The detainees were adults of “various different ages” from “various countries,” Mr. Smith added.
In late January, customs officers detained 30 more migrants after responding to a report of a suspicious vessel near Kingstown. Mr. Smith said at the time that men, women and children were aboard the boat, but he declined to provide specifics about their ages, genders or nationalities.
VI officials have struggled to house the detained migrants while processing them.
In the past year, at least 14 have escaped from the temporary detention facility at Hotel Castle Maria in McNamara — though at least seven were subsequently recaptured, officials have reported.
More Haitians
The VI is not the only Caribbean jurisdiction facing such pressures.
In recent months, increased migration in the region has drawn the attention of international agencies such as the United Nations High Commission for Refugees.
In May, UNHCR spokesperson Shabia Mantoo said during a press briefing in Geneva, Switzerland that the agency had become “increasingly concerned” about the growing number of Haitians who had resorted to utilising dangerous methods to try to cross the Caribbean Sea mainly in overloaded and unseaworthy boats.
As of May, she said, the US Coast Guard had reported that it had interdicted almost 3,900 Haitian nationals so far in fiscal year 2022 — more than double the 1,527 interdicted in fiscal year 2021. In addition, at least 175 Haitians had been reported to the USCG as missing or deceased, she added.
Bahamas deaths
One deadly incident took place in July off the coast of the Bahamas, where at least 17 Haitians died by drowning after a boat carrying dozens of migrants capsized, Reuters reported.

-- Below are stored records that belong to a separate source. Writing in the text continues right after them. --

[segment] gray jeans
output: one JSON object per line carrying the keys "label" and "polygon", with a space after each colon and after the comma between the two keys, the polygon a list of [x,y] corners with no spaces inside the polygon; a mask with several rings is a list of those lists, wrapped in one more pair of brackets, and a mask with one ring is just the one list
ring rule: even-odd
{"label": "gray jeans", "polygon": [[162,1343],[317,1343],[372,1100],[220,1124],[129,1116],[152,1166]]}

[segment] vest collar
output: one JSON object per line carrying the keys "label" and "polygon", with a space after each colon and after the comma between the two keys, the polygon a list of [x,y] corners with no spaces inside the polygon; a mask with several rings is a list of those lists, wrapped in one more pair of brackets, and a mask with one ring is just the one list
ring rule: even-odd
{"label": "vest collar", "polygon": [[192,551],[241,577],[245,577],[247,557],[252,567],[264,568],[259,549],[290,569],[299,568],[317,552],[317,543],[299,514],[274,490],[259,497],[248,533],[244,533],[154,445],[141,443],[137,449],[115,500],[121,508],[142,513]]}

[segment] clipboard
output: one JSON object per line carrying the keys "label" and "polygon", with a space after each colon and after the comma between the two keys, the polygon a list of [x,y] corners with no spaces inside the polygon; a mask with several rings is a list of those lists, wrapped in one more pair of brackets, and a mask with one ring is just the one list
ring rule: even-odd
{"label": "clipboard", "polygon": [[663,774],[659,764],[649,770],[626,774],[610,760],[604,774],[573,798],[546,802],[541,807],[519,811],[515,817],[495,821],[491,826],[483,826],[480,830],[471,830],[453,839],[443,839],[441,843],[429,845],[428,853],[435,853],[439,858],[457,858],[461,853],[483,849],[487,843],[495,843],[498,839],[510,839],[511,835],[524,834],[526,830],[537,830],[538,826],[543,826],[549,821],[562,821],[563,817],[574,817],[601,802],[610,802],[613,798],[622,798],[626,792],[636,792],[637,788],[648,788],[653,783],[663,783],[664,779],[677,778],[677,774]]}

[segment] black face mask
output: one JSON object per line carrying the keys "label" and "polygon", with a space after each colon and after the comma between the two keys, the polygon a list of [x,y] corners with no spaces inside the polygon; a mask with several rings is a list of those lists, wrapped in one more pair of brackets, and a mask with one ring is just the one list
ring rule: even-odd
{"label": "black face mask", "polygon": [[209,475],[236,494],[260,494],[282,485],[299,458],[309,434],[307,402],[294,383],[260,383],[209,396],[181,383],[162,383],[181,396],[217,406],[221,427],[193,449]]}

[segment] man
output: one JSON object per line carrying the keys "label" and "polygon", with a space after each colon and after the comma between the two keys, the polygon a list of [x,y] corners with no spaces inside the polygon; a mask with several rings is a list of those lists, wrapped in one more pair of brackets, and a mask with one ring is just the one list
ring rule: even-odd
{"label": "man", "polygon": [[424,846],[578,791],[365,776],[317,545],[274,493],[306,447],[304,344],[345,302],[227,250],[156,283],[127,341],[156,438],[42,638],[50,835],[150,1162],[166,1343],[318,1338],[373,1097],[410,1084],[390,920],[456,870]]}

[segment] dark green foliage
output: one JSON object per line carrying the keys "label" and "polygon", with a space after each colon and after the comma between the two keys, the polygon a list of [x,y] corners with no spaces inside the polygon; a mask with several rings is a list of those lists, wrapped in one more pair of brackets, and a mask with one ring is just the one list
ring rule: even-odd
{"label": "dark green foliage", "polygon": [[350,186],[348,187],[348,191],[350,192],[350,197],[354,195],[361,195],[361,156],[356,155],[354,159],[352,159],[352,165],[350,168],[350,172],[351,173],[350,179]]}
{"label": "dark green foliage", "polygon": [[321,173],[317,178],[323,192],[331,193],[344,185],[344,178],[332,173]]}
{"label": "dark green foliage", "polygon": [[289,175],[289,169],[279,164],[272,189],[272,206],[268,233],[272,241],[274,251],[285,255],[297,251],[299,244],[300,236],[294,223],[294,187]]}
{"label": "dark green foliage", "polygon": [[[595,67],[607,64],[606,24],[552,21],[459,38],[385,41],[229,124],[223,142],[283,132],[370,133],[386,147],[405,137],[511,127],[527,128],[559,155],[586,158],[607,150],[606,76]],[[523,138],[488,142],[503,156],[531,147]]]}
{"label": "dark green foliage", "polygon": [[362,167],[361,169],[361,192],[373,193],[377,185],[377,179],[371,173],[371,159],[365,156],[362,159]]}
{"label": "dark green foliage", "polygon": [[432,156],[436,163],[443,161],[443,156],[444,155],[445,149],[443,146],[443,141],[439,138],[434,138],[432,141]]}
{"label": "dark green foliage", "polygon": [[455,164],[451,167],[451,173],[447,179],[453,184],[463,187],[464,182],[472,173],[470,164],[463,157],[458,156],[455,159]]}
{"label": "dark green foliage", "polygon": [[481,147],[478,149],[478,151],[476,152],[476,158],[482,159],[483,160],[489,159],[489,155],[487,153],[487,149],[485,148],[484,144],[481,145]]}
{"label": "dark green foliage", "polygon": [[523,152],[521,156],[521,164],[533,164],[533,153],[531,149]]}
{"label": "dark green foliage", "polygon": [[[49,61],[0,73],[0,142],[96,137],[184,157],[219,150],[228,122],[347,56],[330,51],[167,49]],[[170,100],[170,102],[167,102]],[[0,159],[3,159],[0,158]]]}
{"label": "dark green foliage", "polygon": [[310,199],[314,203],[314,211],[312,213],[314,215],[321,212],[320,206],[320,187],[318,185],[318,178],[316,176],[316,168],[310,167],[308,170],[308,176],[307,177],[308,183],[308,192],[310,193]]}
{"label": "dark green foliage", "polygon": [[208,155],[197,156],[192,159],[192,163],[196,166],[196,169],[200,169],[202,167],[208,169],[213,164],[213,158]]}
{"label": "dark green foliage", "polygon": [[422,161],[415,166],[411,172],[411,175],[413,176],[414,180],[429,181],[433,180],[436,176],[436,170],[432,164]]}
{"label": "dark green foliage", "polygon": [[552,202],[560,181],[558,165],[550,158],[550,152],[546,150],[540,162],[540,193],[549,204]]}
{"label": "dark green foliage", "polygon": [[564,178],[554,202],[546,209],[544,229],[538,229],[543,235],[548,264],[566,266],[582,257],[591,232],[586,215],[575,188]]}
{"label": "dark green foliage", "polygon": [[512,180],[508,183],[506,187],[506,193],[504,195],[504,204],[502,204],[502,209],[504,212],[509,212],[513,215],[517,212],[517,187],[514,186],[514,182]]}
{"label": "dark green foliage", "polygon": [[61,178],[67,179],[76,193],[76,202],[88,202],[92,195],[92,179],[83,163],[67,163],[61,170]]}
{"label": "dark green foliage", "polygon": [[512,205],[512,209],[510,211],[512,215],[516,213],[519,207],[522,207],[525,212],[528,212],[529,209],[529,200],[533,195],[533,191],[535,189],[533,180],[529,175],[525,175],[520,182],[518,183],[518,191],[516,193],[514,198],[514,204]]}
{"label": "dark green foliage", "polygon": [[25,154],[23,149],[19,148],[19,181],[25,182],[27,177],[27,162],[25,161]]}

Bahamas authorities believe more than 60 people were aboard the vessel, which they suspect was heading for Miami when tragedy struck according to the report. Rescue teams managed to save 25 people, Reuters reported, noting that two of them were arrested in connection with the human smuggling operation.
In light of the climbing migrant numbers, Ms. Mantoo called on governments to “fulfil their maritime rescue obligations and ensure all those in need of international protection are identified and offered unobstructed and prompt access to fair asylum procedures.”